I see three boundaries:
-
Raw intelligence – Models like Gemini Pro are tuned for raw intelligence. For tasks such as writing code, you want the best possible output, even if it takes a while, because you’ll eventually need to maintain and deploy it.
-
Latency – In use‑cases like customer support, you need intelligence to apply a policy (e.g., processing a return or upgrading a seat) but you also have a strict latency budget. If the answer takes 45 minutes, the user will have hung up long before the response arrives, so the most intelligent model within the latency budget is preferred.
-
Cost at scale – Companies like Reddit or Meta need to moderate massive amounts of content. They have large budgets, but they can’t take enterprise‑level risk on a model that won’t scale predictably. They must choose the highest‑intelligence model they can afford to run at virtually unlimited scale, making cost a critical factor.
Why are agentic systems taking so long to catch on despite impressive demos?
The technology is only about two years old, and there’s still a lot of missing infrastructure. We lack robust patterns for auditing what agents do and for authorizing data access by agents.

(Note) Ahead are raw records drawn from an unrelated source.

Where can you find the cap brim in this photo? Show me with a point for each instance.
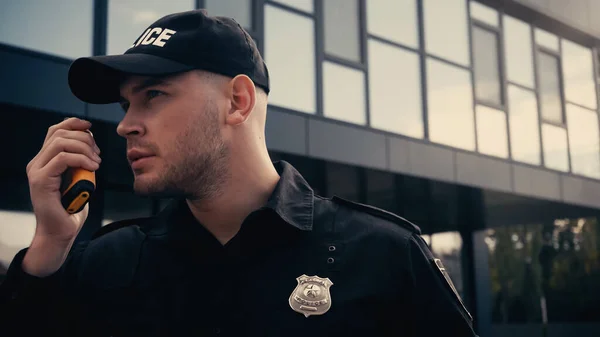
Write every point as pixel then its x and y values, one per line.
pixel 97 79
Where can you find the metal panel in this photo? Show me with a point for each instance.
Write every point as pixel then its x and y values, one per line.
pixel 285 132
pixel 579 329
pixel 431 161
pixel 105 112
pixel 536 182
pixel 574 13
pixel 594 16
pixel 38 83
pixel 581 191
pixel 484 172
pixel 398 154
pixel 516 330
pixel 537 4
pixel 346 144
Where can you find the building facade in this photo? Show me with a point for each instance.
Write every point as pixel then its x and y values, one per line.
pixel 476 120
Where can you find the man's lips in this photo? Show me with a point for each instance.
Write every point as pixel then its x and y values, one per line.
pixel 134 155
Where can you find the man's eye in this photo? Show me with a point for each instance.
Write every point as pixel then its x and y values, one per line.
pixel 153 93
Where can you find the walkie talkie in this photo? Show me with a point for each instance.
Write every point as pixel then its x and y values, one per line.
pixel 76 188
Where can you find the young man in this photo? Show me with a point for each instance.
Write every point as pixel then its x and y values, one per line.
pixel 245 249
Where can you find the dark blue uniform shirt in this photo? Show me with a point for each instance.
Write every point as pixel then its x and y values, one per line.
pixel 301 265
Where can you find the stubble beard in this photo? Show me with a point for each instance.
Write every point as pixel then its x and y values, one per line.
pixel 201 169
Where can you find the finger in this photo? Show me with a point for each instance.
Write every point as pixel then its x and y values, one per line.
pixel 60 145
pixel 62 161
pixel 83 136
pixel 68 124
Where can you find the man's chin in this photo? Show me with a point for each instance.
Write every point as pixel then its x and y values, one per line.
pixel 153 188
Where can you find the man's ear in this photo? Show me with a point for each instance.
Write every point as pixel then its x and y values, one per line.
pixel 242 94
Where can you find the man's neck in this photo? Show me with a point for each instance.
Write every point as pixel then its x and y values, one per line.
pixel 242 194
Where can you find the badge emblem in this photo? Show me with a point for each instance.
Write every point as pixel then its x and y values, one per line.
pixel 311 296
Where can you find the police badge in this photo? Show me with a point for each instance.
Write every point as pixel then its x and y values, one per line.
pixel 311 296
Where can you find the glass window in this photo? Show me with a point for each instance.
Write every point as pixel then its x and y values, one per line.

Production‑ready patterns take time to develop, and production adoption always lags behind what the technology can theoretically achieve.
That said, adoption has been unusually fast in software engineering because it fits neatly into the software development lifecycle. Google’s dev environment allows safe experimentation, and code moves from dev to test only after multiple human‑in‑the‑loop audits. This low‑risk, high‑audit process accelerates deployment within software teams, but similar patterns need to be created for other professions and domains.